Now consider this: an increase of 1 million international tourist arrivals to India would contribute Rs 7,000 crore (Rs 70 billion) to its gross domestic product, of which, Rs 1,072 crore (Rs 10.72 billion) would flow into the government's tax kitty, says a report on the tourism sector by Crisil.
Indian tourism has the potential to become global. However, a delay in rolling out policy levers such as the civil aviation policy is posing to be an impediment.
"While air capacity expansion is a must, India needs to be promoted in the long haul traditional markets such as the US and Europe in a better way. Other initiatives such as promoting infrastructure investment and re-assessment of tourism tax structure against job creation and GDP growth multiplier should be taken at the earliest," Ashwini Kakkar, chief executive officer and managing director of Thomas Cook said.
A study, on behalf of Department of Tourism -- Government of India, conducted by Crisil Infrastructure Advisory and Mahajan & Aibara clearly highlights the insights on removing policy bottlenecks in civil aviation to ensure an increase in international tourist arrivals.

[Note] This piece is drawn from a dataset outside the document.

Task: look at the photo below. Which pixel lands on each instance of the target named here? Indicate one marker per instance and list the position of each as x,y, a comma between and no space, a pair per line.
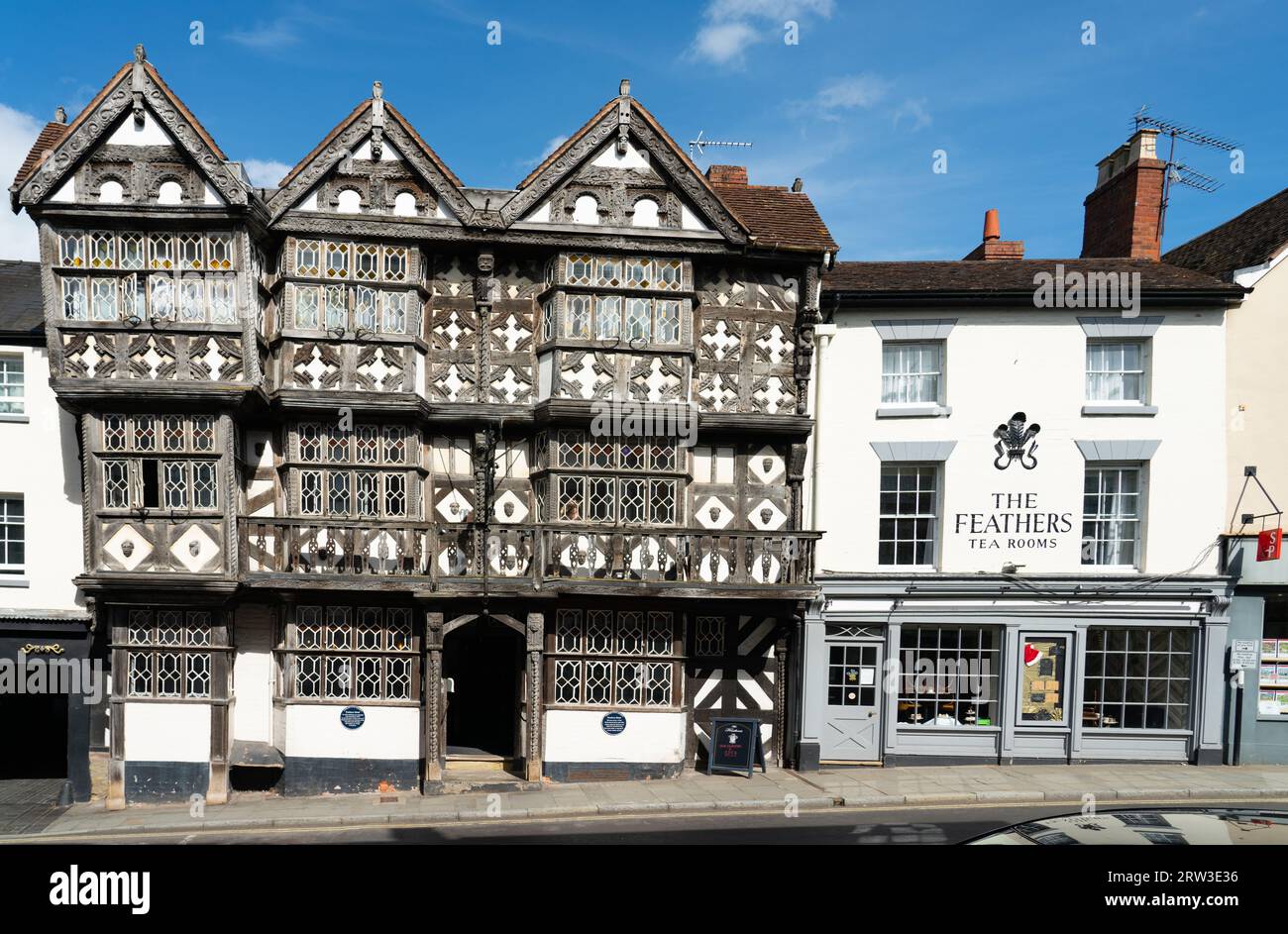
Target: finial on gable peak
377,120
137,84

The civil aviation sector is pivotal for boosting international tourism and there is a direct correlation between airlines seat capacity and international tourist arrivals. A case in point is Hong Kong where it is observed that a 97 per cent increase in air seat capacity led to a 95 per cent increase in visitor arrivals over a 7-year period.In India, while there is excess capacity on non-critical routes, capacity constraints are choking critical routes. As per the study, India needs to reprioritise its seat capacity allocations and an increase in capacity both by Indian and foreign carriers are required to remove bottlenecks.